Working Papers
E. Avgouleas, C. Goodhart: BANK RESOLUTION 10 YEARS FROM THE GLOBAL FINANCIAL CRISIS: A SYSTEMATIC REAPPRAISAL
Since 2010 most Group of Twenty (G20) jurisdictions have introduced new recovery and resolution regimes to deal with bank failures. The common objective of these regimes is, first, to facilitate the orderly failure of financial institutions and, second, to redirect the bulk of losses to the private sector, thereby eliminating the need for public bailouts. Stringent creditor monitoring of bank risk is presumed to constrain excessive leverage because otherwise shareholders and managers will increase leverage to maximize returns on equity (ROE). Thus, the threat of a creditor bail-in should eliminate the TBTF subsidy and should also contain the governance costs that accompany excessive leverage curtailing managerial rents. Despite significant progress to meet resolution objectives, concerns remain on whether the present arrangements will work effectively in a systemic crisis. Such skepticism centres on whether bailing in the creditors of a cross-border institution, including the conversion of pre-funded liabilities such a TLAC and MREL, would prove sufficient to prevent the bailout of a global systemically important financial institution (G-SIFI).
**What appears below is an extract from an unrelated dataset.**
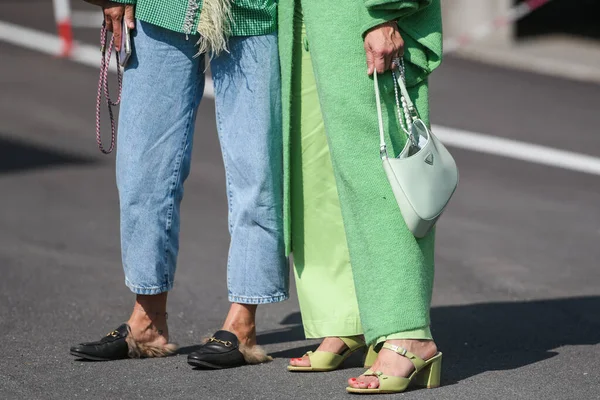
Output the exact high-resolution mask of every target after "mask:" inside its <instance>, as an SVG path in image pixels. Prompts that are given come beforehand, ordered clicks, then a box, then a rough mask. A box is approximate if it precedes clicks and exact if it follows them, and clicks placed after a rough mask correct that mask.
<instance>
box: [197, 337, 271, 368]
mask: <svg viewBox="0 0 600 400" xmlns="http://www.w3.org/2000/svg"><path fill="white" fill-rule="evenodd" d="M272 359H273V358H272V357H270V356H268V355H267V354H266V353H265V351H264V350H263V349H262V348H260V347H259V346H252V347H248V346H245V345H243V344H240V343H239V341H238V338H237V336H236V335H235V334H233V333H231V332H229V331H218V332H217V333H215V334H214V335H213V336H212V337H210V338H209V339H208V340H207V341H206V342H205V343H204V344H203V345H202V346H201V347H200V348H199V349H198V350H196V351H195V352H193V353H191V354H190V355H188V364H190V365H192V366H194V367H199V368H204V369H222V368H234V367H240V366H242V365H246V364H259V363H263V362H267V361H271V360H272Z"/></svg>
There are also concerns about the possibly undesirable consequences of bank bail-ins when the failure is systemic rather than idiosyncratic. Finally, it is not known to what extent resolution regimes are sufficient to mitigate moral hazard, especially in the absence of an ex post penalty regime for bank managers. This paper discusses these issues in context and tries to articulate the normative values attached to resolution regimes highlighting the prevalent lack of clarity and the overlapping and sometimes conflicting nature of resolution objectives under present frameworks. Then the paper focuses on the implications of draconian creditor bail-in regimes and advocates a more relaxed approach to the provision of liquidity in resolution to avoid fire sales.